On the penultimate day of IFFI 2018,  vice president and director board member of Fondazione Cinema per Roma Foundation which conducts the Rome Film Festival, Laura Delli Colli; chief general manager, Fondazione Cinema per Roma Foundation, Francesca Via and director, writer and producer, Rakeysh Omprakash Mehra came together to talk about IFFI’s association with other film festivals around the world.

This year, the festival which was held in October witnessed the European premiere of Mehra’s film My Dear Prime Minister. And Delli Colli stated that the film was much appreciated by critics and Italian audience. “I think Indian movies have something special and around the world there is still more to be discovered of Indian movies as not many come to our cinemas. I hope that next year we can have something more from India,” she said.

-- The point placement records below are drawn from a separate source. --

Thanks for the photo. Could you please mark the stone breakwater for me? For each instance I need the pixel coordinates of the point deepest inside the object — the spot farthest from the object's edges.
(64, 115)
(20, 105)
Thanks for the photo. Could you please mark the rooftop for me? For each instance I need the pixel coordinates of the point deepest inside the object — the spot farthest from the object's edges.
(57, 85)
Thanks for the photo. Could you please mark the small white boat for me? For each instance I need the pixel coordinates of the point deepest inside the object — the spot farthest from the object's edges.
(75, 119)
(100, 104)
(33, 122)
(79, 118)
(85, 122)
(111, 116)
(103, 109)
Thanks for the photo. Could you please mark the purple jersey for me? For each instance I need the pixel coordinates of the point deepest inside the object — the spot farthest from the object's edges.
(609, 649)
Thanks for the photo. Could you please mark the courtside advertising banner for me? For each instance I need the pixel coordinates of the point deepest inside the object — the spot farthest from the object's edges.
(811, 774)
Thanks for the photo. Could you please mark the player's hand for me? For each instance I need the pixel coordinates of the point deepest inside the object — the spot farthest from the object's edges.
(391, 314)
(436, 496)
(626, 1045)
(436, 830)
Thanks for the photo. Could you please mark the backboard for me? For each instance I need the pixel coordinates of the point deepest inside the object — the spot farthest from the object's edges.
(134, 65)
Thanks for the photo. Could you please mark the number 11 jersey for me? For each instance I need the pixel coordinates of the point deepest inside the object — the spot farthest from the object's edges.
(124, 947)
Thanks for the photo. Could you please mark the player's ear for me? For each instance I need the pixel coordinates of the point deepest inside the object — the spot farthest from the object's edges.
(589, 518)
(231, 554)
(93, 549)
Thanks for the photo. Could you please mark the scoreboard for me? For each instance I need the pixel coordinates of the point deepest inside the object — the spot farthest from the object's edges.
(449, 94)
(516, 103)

Via meanwhile threw light on the organising of the Rome Film Festival. “The festival is growing every year. For us young people are very important and we have a special young section,” she said.

Speaking about his experience at the festival this year, Mehra stated that he felt both good and jealous. “It was good because I felt at home. Although we have a bigger population in India, the crowd at their festival was much bigger than here. In fact even with a delegate pass I had to wait for one hour to get into the theatre,” he said.

At the same time, he was jealous of how well organised the festival was (“not that we are not”) and the ardent passion there for cinema. His visit to Rome this year with his film was his first ever visit. And in fact Mehra stated that while he had had tons of opportunities to go there before he didn’t want to go there without his film. “I felt that I could only go there and show my respect to some of the masters of cinema who hail from Italy with my humble presentation. Obviously I can never match up to their brilliance and creativity,” he said. Thus, when he got the letter from the director, he says he was very happy. “I had to be there on October 21 and I began packing on the 10th itself, and my family was going mad. I had never felt like this about any other festival. I think it is because of how the people there embrace you,” he said.

The trio also remembered late Italian director Bernardo Bertolucci who recently passed away. Mehra stated that Bertolucci was one of the masters from whom he learnt to make films. “I began making films because of them. I never went to film school nor had a teacher. I never assisted anyone on the set. Prior to films, I was in advertising and had never even heard of world cinema. I only discovered Bertolucci and others when I was in London and they became by default my masters, teaching me from wherever they were,” he said. He further added that masters can never die as their work always live on.